Stoneman Douglas Principal Ty Thompson and Parkland Mayor Christine Hunschofsky directed people to the Broward County Resiliency Center in Pine Trails Park. The center offers crisis and grief counseling. Students will not return to Marjory Stoneman Douglas on Monday because the district is on spring break.
Parents and county officials -- including Petty and County Commissioner Michael Udine -- held an emergency meeting in Parkland on Sunday to discuss how to prevent more suicides.

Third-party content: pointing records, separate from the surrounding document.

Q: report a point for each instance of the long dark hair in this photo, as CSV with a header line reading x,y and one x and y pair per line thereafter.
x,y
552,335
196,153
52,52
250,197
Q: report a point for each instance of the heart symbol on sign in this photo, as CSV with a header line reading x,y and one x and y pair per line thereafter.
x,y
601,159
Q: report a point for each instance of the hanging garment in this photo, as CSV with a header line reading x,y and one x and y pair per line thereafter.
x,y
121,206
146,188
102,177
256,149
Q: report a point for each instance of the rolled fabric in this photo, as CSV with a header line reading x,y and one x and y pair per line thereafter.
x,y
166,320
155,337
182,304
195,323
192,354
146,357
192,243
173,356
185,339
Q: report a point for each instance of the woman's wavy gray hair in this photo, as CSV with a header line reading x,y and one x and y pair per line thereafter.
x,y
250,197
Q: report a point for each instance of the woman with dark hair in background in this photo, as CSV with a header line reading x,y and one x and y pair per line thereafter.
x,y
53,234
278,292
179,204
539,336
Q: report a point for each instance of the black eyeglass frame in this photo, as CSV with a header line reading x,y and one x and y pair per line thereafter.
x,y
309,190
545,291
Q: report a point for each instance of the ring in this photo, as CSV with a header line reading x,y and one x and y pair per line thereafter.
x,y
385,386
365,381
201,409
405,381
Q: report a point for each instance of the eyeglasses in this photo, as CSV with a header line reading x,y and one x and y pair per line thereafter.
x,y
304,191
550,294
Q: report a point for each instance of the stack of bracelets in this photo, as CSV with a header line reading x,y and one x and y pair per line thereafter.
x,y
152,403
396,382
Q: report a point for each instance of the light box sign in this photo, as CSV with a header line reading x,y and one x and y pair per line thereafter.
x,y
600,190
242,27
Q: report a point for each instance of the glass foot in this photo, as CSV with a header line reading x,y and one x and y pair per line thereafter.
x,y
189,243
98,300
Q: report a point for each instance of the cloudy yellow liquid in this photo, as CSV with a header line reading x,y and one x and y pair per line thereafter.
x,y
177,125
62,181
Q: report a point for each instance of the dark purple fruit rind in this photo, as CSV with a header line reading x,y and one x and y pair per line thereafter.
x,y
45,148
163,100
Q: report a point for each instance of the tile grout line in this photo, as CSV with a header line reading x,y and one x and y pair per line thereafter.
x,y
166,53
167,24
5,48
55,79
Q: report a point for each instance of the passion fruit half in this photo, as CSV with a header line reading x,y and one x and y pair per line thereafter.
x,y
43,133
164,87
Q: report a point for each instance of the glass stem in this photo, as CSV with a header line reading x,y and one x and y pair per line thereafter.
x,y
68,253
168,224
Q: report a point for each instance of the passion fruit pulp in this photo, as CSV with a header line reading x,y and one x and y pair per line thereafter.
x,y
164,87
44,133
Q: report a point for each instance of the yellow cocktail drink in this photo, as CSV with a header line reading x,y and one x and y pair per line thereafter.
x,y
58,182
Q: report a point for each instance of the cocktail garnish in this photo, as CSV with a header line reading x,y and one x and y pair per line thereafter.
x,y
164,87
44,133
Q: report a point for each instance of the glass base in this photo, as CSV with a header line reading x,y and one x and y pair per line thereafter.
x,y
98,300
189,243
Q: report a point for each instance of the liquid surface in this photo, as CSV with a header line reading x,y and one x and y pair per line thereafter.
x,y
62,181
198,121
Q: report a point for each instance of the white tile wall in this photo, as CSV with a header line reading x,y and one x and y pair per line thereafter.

"We have come together as a community in a really great way to try to tackle this unfortunate tragedy. What we want everybody to know is that there is help out there," Petty said. "We want parents to be aware of the risks and the signs. And there are very simple things that parents can do to understand whether their child is at risk."
The group recommended parents use the Columbia-Suicide Severity Rating Scale, a risk asssessment tool used by mental health professionals. If a child answers yes to the questions, parents are encouraged to call 211.
"This will not trigger them in order to commit suicide but without asking them the questions -- theres no way you can know from looking at someone to know whether or not they’re suicidal," Parkland Mayor Christine Hunschofsky said.
Sunday marked the one-year anniversary of the March for Our Lives, a multicity protest against gun violence organized by the students at Marjory Stoneman Douglas High School. The main Washington, D.C., rally drew more than 200,000 people to the nation's capital.
"This is the aftermath of a massacre. Mental health care treatment in schools is atrociously underfunded and under-resourced, even in Parkland," said Ryan Deitsch, who helped organize the March for Our Lives. "Now is beyond the time to invest in the well-being of our students and our future."
If you are in crisis, please call the National Suicide Prevention Lifeline at 1-800-273-TALK (8255), or contact the Crisis Text Line by texting TALK to 741741. You will be connected to a certified crisis center near you.